Page 44 of A Light to My Path


  Now it was Anna’s turn to be speechless. She couldn’t possibly believe what Miss Ada was saying—someone would pay money for her pictures? And print them in a newspaper? But she also knew that Miss Ada would never tell a lie.

  “W-why would he pay me to draw?” Anna asked shaking her head.

  “If your other work is anything like this, you’ve offered a truer picture of what life is like down here for a freed slave than any photograph ever could. You’ve shown their poverty, the difficulties they face as they struggle for an education.
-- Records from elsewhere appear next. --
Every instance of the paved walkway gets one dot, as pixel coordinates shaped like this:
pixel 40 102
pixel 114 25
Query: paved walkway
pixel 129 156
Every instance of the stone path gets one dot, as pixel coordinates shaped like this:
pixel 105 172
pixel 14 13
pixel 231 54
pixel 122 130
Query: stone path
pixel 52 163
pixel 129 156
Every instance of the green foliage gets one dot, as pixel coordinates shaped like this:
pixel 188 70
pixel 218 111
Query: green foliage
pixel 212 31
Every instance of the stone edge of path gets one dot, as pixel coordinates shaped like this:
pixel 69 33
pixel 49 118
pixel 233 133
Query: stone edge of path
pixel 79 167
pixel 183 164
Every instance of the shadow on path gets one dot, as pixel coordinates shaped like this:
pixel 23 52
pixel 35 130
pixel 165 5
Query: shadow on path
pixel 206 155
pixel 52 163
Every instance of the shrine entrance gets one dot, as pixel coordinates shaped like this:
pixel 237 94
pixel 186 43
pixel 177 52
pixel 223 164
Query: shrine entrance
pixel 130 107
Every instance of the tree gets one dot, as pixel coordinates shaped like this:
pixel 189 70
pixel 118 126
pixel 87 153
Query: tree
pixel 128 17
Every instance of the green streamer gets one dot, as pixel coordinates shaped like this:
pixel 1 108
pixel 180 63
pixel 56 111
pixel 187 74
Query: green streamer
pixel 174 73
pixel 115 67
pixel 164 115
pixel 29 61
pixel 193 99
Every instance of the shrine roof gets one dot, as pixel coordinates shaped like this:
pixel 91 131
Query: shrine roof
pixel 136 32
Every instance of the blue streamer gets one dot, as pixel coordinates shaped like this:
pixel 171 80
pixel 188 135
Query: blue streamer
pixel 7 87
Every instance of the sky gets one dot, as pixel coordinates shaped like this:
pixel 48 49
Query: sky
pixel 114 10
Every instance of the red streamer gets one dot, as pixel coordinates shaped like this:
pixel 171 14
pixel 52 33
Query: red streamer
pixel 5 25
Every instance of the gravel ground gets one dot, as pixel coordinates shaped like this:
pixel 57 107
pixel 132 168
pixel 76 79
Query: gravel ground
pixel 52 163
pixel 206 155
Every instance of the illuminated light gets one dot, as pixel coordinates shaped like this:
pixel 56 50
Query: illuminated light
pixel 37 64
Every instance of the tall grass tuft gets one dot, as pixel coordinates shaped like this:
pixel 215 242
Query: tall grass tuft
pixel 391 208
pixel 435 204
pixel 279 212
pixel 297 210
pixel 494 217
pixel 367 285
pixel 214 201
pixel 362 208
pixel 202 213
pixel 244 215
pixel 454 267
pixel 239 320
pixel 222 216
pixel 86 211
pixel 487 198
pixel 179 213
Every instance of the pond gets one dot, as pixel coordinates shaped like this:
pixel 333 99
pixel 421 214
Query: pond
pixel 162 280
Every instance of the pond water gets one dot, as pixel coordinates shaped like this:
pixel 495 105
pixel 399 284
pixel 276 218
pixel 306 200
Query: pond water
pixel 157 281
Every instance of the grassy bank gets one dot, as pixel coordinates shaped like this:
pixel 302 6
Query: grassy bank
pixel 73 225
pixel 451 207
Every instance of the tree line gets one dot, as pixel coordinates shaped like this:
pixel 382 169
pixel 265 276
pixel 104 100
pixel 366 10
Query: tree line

Yet you’ve captured hope in these people’s faces—and beauty and joy. Anna, dear, this is a work of art.”

  Anna wasn’t sure what that meant, but tears filled her eyes at the thought of earning money, of being able to help Grady and George get along. For the first time since Grady had snatched her out of the slave jail at Great Oak, Anna felt truly free. People who were free received payment for the work they did.

  “Yes, Miss Ada,” she said. “I’ll be happy to sell your brother all the pictures he wants.”

  * * *

  Charleston, South Carolina

  February 1865

  “The rumors are true,” Captain Metcalf told Grady and the others. “The Confederates have abandoned Fort Sumter. The mayor of Charleston has surrendered the city.” The cheers that followed his announcement were so deafening that Grady was certain they could be heard all the way across the harbor in the city that they’d besieged all these months.

  A few hours later, boats arrived to ferry the regiment ashore. Grady saw smoke billowing into the sky from fires set by the Rebels as they’d hurried north to engage Sherman’s army. It seemed unbelievable to Grady to be setting foot in Charleston after occupying the sandy, coastal islands across the harbor since last June. He had taken part in the Battle of Honey Hill and in the capture of Fort Gregg. Wounded men from his regiment had been sent back to the hospitals in Beaufort, and Grady had worried that Anna would see them, would recognize that they were his comrades, and would be overwhelmed with fear for him. He’d had a few close calls from enemy artillery shells, but thankfully, he’d remained safe.

  Now Grady just wanted it all to end. He was tired of seeking revenge, tired of fighting. He wanted the war to be over so he could live out his life with Anna.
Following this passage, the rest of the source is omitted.